Inside the venue, the foyer was heaving with concert-goers, and upstairs in the circle bar, it was positively throbbing. We drank our drinks out of plastic cups and enjoyed half an hour of people-watching. More used to refined surroundings of the front bar at the Wigmore, and its largely superannuated clientele, I was fascinated by the demographic. Yet, there were similarities with the classical music crowd: we were all there to enjoy the music, and the shared experience of music-making.

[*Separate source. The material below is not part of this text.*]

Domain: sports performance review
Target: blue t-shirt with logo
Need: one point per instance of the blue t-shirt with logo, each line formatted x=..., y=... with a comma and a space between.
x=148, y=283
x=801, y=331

She emerged, through smoke, from an Anish Kapoor-style soft sculpture, which bore more than a passing resemblance to the female anatomy, and pranced to the front of the stage, all sequins and spangles and feathers: in her shiny cape, tight leggings and platform shoes She looked like a rare, exotic bird. As the raw opening beats of the first song began, the crowd cheered and whooped in recognition of the song. Of her. The heavily amplified music vibrated in my chest and the pit of my stomach; my ears hurt. I was loving it.

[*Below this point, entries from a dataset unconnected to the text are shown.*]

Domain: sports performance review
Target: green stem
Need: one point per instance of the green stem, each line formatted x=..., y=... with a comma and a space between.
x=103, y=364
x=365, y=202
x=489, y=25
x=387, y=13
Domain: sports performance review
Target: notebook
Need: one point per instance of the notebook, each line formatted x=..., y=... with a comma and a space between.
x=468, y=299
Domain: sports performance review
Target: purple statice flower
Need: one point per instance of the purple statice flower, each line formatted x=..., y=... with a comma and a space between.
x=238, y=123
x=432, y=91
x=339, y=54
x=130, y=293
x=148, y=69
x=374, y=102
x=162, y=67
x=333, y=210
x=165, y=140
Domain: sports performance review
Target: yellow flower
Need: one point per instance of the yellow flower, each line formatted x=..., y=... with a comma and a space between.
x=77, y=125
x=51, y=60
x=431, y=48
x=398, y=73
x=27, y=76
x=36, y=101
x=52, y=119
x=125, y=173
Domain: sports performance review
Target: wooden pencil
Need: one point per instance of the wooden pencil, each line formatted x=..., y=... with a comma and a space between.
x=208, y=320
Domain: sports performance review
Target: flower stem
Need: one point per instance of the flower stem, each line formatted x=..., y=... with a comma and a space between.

Formed in 1999, a duo between singer Alison Goldfrapp and composer Will Gregory, Goldfrapp specialises in electronic music, but they are more than that because with the release of each new album (and there are five – I have them all), they have always cunningly reinvented themselves, while retaining their distinctive style and sound. Seventh Tree, the-last-but-one album (2007-8), is folksy, down-tempo and ambient, with a greater use of acoustic guitars than on previous albums. The latest release, Head First, is a nod back to the synthpop of the 1980s, while Black Cherry, their second album, shows the influence of glam rock.

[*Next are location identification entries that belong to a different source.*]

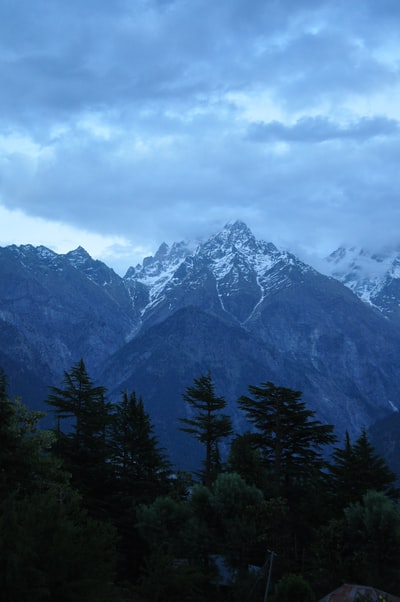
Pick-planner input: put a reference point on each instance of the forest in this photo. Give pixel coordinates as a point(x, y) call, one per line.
point(92, 509)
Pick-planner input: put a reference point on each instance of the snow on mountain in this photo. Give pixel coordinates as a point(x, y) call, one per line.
point(371, 276)
point(233, 258)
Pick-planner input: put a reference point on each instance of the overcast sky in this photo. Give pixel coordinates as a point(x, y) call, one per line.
point(127, 123)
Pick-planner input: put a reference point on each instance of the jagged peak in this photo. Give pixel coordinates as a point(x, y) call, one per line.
point(78, 253)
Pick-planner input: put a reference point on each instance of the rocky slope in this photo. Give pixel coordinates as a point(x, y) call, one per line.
point(233, 305)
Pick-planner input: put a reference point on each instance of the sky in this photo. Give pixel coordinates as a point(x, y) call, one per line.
point(128, 123)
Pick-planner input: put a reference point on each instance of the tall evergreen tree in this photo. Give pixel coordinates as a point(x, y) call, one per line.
point(357, 468)
point(83, 421)
point(287, 434)
point(140, 466)
point(208, 425)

Throughout the concert, I was struck by the many musical influences Alison Goldfrapp draws on, and, like the music of Schubert or Messiaen, her music ranges from a whisper to a scream. It’s redolent of early Pink Floyd, T-Rex, Donna Summer, Kate Bush, Portishead and the Cocteau Twins. Wider influences include Polish disco, and the cabaret music of Weimar Germany, and indeed Alison Goldfrapp’s on-stage presence owes much to burlesque and cabaret. Her music is dreamy, erotic (especially in the use of the Theremin), surreal, raunchy, hypnotic, quirky, while her lyrics are inspired by films, her childhood, her sexual fantasies. Most impressive is her voice, which croons one moment, growls the next, then switches to a high-pitched aria of almost heart-stopping beauty. Around her, the band look like throwbacks to Bowie’s Ziggy Stardust era, in their shiny catsuits and platform boots, and, as they play, she stomps and struts, prances and pirouettes, like Marc Bolan or Mick Jagger, her amazing costumes creating weird and wonderful shadows on the walls.